VB – Vi-a e sonhei que havia de viver algo parecido. Por isso a Taça UEFA, em Sevilha, teve um impacto tão forte em nós, principalmente nos jogadores da casa, aqueles que estavam na mesma situação do que eu. Foi um turbilhão de emoções e sensações inesquecíveis para quem nasceu, viveu e cresceu no FC Porto. Vivemos essa final como quem concretiza um sonho de criança. A carga emotiva da Taça UEFA tem contornos fantásticos. Os últimos 5 minutos da final foram os mais terríveis da minha carreira. Tudo me passou pela cabeça.
R – Mal sabiam que o melhor ainda estava para vir...
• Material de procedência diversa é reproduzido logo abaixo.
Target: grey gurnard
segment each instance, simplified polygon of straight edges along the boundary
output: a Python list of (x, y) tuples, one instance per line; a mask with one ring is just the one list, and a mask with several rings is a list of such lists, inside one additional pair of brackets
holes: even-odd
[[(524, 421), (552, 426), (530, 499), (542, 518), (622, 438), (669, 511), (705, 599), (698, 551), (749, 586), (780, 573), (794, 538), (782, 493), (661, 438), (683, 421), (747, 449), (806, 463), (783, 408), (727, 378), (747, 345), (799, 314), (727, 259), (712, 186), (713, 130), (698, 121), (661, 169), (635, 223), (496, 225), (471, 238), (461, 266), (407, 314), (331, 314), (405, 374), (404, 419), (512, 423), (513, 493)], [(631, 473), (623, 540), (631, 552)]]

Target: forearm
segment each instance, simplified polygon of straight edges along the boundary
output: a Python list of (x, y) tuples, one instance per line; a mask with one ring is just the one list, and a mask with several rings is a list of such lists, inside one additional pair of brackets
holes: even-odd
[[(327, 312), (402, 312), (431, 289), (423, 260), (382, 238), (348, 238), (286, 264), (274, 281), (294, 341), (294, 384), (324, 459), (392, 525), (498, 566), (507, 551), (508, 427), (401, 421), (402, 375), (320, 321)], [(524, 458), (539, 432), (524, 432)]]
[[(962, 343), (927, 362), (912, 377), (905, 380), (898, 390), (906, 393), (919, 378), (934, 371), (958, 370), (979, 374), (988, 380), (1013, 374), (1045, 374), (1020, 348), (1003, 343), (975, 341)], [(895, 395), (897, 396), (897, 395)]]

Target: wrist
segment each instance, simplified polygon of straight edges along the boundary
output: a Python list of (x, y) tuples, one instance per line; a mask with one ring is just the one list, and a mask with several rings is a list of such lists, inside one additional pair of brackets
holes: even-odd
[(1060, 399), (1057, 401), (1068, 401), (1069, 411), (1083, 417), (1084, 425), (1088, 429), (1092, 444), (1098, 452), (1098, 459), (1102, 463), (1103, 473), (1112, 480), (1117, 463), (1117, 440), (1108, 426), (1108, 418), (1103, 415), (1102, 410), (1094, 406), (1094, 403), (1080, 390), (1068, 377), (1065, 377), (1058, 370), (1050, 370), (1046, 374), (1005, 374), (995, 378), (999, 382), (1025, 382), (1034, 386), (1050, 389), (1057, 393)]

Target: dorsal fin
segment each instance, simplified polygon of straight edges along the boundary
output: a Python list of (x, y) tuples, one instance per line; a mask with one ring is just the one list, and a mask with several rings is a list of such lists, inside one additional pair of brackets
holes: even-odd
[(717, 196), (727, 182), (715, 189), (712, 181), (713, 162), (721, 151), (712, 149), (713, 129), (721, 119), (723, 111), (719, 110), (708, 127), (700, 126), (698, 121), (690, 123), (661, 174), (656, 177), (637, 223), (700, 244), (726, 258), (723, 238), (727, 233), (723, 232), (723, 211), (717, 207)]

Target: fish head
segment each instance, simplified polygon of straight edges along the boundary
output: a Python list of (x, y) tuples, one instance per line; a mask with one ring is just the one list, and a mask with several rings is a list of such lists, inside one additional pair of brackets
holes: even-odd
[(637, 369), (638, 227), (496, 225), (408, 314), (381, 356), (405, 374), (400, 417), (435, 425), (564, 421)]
VB – A Champions foi a cereja em cima do bolo. Mas nesse jogo com o Mónaco já estávamos com uma confiança e uma qualidade que, a meio da competição, já conversávamos entre nós, sem qualquer reserva, que iríamos ser campeões europeus.
R – Essa segurança nasceu depois de eliminarem o Man. United?
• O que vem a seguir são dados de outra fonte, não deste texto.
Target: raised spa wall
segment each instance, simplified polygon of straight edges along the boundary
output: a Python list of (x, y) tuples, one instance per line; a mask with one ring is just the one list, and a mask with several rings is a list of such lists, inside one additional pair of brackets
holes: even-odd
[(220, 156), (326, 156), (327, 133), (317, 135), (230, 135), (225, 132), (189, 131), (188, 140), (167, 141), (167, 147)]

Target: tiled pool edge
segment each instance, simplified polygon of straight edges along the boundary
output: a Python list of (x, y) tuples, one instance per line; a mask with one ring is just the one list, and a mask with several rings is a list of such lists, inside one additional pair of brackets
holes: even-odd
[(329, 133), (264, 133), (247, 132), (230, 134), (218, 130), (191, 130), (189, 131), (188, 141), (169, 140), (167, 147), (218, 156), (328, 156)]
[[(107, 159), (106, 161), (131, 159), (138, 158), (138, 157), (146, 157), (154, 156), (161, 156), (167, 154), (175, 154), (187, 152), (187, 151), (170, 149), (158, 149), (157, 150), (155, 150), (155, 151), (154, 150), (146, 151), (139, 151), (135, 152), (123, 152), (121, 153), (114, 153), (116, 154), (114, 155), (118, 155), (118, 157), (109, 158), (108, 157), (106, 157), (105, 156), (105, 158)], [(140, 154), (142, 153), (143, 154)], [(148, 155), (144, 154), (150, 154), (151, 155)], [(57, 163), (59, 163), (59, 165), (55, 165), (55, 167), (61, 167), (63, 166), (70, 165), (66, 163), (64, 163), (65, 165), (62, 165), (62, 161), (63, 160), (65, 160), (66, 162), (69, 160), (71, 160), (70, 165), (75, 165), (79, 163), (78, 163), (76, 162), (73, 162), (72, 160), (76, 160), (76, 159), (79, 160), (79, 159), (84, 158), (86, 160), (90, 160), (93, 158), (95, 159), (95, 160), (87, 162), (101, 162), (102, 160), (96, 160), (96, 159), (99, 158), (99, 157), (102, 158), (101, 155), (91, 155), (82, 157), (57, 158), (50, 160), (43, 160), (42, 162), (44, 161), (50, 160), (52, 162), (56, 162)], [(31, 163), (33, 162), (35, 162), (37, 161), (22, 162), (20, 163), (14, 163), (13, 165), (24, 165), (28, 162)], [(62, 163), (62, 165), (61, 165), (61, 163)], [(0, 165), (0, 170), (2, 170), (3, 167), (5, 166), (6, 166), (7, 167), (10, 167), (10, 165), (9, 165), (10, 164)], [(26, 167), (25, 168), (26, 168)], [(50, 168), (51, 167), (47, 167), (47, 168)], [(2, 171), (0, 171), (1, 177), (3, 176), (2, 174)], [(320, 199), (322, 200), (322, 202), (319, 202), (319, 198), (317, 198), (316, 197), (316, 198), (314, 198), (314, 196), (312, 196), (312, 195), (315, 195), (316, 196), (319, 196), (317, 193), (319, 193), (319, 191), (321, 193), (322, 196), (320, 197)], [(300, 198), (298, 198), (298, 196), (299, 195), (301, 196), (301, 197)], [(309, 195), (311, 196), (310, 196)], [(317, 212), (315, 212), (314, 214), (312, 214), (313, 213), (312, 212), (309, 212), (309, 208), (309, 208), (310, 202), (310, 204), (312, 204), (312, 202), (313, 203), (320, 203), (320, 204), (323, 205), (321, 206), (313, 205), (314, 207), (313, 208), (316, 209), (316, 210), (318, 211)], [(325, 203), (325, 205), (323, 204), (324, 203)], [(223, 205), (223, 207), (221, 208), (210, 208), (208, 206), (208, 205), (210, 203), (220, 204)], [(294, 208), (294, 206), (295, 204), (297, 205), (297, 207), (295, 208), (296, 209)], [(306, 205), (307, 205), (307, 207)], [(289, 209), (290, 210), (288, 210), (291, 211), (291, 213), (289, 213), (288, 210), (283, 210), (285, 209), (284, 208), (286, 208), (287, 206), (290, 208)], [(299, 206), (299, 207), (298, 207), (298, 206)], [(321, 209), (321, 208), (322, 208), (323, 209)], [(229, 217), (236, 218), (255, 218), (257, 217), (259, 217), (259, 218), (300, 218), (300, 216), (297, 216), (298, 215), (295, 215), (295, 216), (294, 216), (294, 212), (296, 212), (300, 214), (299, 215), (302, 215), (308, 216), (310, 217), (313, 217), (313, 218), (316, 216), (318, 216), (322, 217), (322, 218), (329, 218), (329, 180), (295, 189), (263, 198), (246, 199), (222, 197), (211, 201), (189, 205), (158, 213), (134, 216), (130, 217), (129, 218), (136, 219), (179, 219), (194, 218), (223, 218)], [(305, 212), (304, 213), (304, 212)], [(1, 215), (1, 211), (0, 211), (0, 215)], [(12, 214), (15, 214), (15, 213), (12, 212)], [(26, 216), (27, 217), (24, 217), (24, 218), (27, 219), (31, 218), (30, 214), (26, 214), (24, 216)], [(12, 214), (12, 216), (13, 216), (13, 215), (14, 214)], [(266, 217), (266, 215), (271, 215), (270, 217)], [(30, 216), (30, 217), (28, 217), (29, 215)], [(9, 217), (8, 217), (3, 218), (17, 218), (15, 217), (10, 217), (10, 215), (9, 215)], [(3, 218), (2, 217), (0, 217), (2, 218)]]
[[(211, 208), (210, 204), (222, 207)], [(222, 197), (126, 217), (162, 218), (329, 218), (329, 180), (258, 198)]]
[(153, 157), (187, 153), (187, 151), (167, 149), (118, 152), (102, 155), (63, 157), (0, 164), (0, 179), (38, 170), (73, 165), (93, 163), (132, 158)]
VB – Sim. Aí tivemos a certeza de que íamos ganhar a Champions.
R – Entre 2002 e 2005 viveu a sua melhor fase como guarda-redes?
VB – Por incrível que pareça, os tempos que vieram depois da lesão foram os melhores. Vivi o auge da carreira depois dos 30 anos, a nível de performance, de me sentir com mais tranquilidade e experiência, com todas as aptidões para desempenhar a função. Não tenho dúvidas de que esse foi o melhor momento da minha carreira. E isso culmina com distinção da UEFA, em 2004, que me considerou o melhor guarda-redes da Europa, feito único no futebol português. Diziam que era um dos melhores, mas isso ouvi eu durante anos a fio. Agora ser considerado por especialistas do organismo que tutela o futebol europeu, acompanhado por um troféu
R – Que memórias tem da passagem por Barcelona?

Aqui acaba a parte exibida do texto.